Um dia desses coloquei um CD no aparelho de som, Saltimbancos, e o narrador, o jumento, começou a contar sua história. Um bebê que estava na sala de casa sorriu e continuou olhando para o aparelho de som e sorrindo, enquanto o jumento falava com ele. Para um ser humano que ainda é bebê, uma voz falando com ele é apenas uma voz e não importa se ela vem da mãe, da babá, da avó ou do aparelho de som. Tudo é possível, um rádio falar ou elefante voar. Com a diferença de que um se mexe e faz barulho e outro nem tanto, um cachorro é um cachorro, tanto faz se de carne e osso ou de pelúcia.

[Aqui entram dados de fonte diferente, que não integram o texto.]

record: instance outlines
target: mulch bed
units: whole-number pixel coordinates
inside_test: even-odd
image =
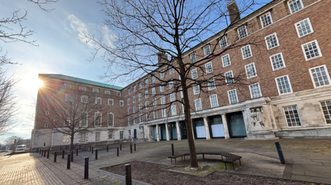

Num outro dia desses, caminhando pelas ruas do bairro em que moro, passei por um senhor na faixa dos 70 anos e ouvi ele dizendo: mas adolescente é sempre um problema. Na hora pensei em perguntar a esse senhor se ele não se lembrava da sua adolescência, quando ele queria apenas amar e ser livre.
Não seria possível olharmos uns para os outros sem esse estranhamento, como se nós fôssemos apenas aquilo que somos no presente? Esse senhor não se tornou o que é hoje se não fosse o adolescente que foi há uns anos. E o adolescente não será assim tão diferente desse senhor aos 70 anos, por mais que ele tenha certeza do contrário.
Eu não sou o que sou se não tivesse sido uma criança que gostava da Rita Lee e que ficava olhando pelos minúsculos buracos da caixa de som na esperança de vê-la ali dentro, bem pequenininha, cantando só pra mim. Como eu disse, tanto faz se era um jumento, minha mãe ou a Rita Lee.
O que faz a diferença, isso sim, é que no fundo somos muito mais parecidos uns com os outros do que pensamos. Ou do que queremos.